Dr Subhash Kak resolves Einstein’s twin paradox

published on February 16, 2007

(Foreword-Dr. Subash Kak is an eminent scientist,philosopher and Indologist.He has held appointments at IIT-Delhi,Imperial college-London,BELL Laboratories and TAT Institute of fundamental research-Mumbai.He has authored more than two hundred papers and ten books in various fields.


 


Apart from his scientific work,he has contributed considerably towards our Ancient History. This includes his partial decipherment of the Indus Script of the Third Millennium B.C. and his decipherment of the astronomical code of the Vedas that sheds light on the scientific achievements of the Vedic people. This work is contributing to a major reappraisal of ancient histories of the Indian and European peoples.


 


His work on the Indus Script has established that the script is the ancestor of the Brahmi Script of the Ashokan times.His discovery of the Vedic astronomical code shows that Vedic rituals had a scientific basis and that the Vedic Indians possessed advanced mathematical and scientific knowledge. His works support the thesis that the Vedic people created their literature and sciences within India”)

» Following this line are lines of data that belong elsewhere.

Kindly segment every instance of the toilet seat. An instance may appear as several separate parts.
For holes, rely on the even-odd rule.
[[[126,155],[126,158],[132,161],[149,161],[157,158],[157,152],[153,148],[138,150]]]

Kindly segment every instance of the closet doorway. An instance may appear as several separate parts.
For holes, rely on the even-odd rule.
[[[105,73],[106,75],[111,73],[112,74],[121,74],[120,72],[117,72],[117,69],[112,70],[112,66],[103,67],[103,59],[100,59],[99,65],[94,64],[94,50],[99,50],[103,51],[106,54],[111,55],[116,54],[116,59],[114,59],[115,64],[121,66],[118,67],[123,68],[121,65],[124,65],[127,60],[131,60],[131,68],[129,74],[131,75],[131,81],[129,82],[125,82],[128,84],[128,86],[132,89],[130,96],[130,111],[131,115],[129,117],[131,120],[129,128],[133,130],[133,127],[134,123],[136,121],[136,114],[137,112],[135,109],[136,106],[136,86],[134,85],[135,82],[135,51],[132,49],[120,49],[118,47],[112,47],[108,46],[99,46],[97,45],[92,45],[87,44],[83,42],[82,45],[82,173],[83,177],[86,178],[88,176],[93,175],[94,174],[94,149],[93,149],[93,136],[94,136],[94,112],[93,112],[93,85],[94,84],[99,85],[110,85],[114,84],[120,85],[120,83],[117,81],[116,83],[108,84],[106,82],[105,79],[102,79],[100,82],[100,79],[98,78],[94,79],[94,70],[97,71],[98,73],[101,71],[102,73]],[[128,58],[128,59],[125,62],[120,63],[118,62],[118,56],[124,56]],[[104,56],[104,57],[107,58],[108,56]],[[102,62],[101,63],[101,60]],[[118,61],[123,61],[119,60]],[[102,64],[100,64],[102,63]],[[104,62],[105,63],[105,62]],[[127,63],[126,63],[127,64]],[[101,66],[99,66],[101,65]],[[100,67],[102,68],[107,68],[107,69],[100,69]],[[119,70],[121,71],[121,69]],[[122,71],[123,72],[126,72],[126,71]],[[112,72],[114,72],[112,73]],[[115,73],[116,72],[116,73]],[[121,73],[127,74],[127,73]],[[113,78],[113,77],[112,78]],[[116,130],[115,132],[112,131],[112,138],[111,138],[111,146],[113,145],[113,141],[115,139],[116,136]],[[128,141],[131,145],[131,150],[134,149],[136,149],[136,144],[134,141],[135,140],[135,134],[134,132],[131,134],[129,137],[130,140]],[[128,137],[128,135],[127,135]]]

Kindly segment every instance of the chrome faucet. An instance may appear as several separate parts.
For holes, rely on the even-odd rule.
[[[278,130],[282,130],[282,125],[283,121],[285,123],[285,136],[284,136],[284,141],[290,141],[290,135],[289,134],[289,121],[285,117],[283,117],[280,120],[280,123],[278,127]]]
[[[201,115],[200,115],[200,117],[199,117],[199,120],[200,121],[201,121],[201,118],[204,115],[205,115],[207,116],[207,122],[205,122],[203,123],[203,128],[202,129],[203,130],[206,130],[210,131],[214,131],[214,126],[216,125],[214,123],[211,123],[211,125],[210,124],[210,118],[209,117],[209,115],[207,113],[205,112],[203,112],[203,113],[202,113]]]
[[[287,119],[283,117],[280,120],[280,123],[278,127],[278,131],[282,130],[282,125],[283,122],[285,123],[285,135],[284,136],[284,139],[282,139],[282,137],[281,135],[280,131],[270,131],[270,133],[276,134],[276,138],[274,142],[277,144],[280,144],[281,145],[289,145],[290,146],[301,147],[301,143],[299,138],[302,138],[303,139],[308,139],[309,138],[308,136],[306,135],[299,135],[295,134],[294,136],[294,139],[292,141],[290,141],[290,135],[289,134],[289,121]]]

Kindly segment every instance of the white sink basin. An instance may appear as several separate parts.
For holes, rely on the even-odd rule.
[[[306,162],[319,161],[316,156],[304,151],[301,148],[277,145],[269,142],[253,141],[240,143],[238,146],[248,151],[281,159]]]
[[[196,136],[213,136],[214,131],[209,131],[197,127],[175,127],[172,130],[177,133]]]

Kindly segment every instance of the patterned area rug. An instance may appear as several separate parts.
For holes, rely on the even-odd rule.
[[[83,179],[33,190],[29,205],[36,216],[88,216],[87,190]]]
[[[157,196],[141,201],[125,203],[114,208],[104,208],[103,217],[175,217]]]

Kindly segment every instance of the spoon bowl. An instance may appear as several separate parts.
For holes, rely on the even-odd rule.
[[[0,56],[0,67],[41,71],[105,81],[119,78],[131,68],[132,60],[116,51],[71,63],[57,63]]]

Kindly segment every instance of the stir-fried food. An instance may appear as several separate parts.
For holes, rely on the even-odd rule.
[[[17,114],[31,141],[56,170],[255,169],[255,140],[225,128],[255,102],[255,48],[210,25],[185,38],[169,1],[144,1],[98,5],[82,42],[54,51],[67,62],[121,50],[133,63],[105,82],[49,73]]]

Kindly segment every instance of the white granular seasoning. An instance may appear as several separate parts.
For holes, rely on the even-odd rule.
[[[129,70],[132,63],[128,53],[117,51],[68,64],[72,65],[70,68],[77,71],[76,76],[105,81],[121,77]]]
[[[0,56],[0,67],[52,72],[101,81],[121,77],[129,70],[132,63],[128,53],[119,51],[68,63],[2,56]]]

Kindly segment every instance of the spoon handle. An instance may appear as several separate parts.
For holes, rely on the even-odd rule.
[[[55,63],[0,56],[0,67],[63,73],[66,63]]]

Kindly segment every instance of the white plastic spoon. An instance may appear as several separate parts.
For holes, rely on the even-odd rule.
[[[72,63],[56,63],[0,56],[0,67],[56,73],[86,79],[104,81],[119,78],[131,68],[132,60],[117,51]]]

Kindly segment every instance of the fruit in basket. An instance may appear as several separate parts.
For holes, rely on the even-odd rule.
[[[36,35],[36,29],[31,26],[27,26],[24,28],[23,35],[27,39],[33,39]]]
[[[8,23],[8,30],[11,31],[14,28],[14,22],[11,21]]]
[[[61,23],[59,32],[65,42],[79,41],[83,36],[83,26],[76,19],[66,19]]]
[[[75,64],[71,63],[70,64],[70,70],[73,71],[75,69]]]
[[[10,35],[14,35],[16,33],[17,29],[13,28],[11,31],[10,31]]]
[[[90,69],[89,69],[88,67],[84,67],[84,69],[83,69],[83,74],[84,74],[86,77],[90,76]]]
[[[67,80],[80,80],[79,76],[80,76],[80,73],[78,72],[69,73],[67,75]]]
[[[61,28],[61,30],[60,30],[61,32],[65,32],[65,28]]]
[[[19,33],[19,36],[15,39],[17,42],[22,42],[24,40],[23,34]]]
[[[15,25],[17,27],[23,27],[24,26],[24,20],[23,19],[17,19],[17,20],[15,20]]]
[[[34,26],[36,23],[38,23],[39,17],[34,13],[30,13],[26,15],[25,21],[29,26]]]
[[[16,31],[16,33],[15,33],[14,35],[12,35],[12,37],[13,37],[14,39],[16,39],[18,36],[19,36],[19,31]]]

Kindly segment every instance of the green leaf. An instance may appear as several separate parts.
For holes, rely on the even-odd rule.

LSU professor resolves Einstein’s twin paradox


Louisiana State UniversityPublic release date: 14-Feb-2007


BATON ROUGE – Subhash Kak, Delaune Distinguished Professor of Electrical and Computer Engineering at LSU, recently resolved the twin paradox, known as one of the most enduring puzzles of modern-day physics.


 


First suggested by Albert Einstein more than 100 years ago, the paradox deals with the effects of time in the context of travel at near the speed of light. Einstein originally used the example of two clocks – one motionless, one in transit. He stated that, due to the laws of physics, clocks being transported near the speed of light would move more slowly than clocks that remained stationary. In more recent times, the paradox has been described using the analogy of twins. If one twin is placed on a space shuttle and travels near the speed of light while the remaining twin remains earthbound, the unmoved twin would have aged dramatically compared to his interstellar sibling, according to the paradox.


 


“If the twin aboard the spaceship went to the nearest star, which is 4.45 light years away at 86 percent of the speed of light, when he returned, he would have aged 5 years. But the earthbound twin would have aged more than 10 years!” said Kak.


 


The fact that time slows down on moving objects has been documented and verified over the years through repeated experimentation. But, in the previous scenario, the paradox is that the earthbound twin is the one who would be considered to be in motion – in relation to the sibling – and therefore should be the one aging more slowly. Einstein and other scientists have attempted to resolve this problem before, but none of the formulas they presented proved satisfactory.


 


Kak’s findings were published online in the International Journal of Theoretical Science, and will appear in the upcoming print version of the publication. “I solved the paradox by incorporating a new principle within the relativity framework that defines motion not in relation to individual objects, such as the two twins with respect to each other, but in relation to distant stars,” said Kak. Using probabilistic relationships, Kak’s solution assumes that the universe has the same general properties no matter where one might be within it.


 


The implications of this resolution will be widespread, generally enhancing the scientific community’s comprehension of relativity. It may eventually even have some impact on quantum communications and computers, potentially making it possible to design more efficient and reliable communication systems for space applications.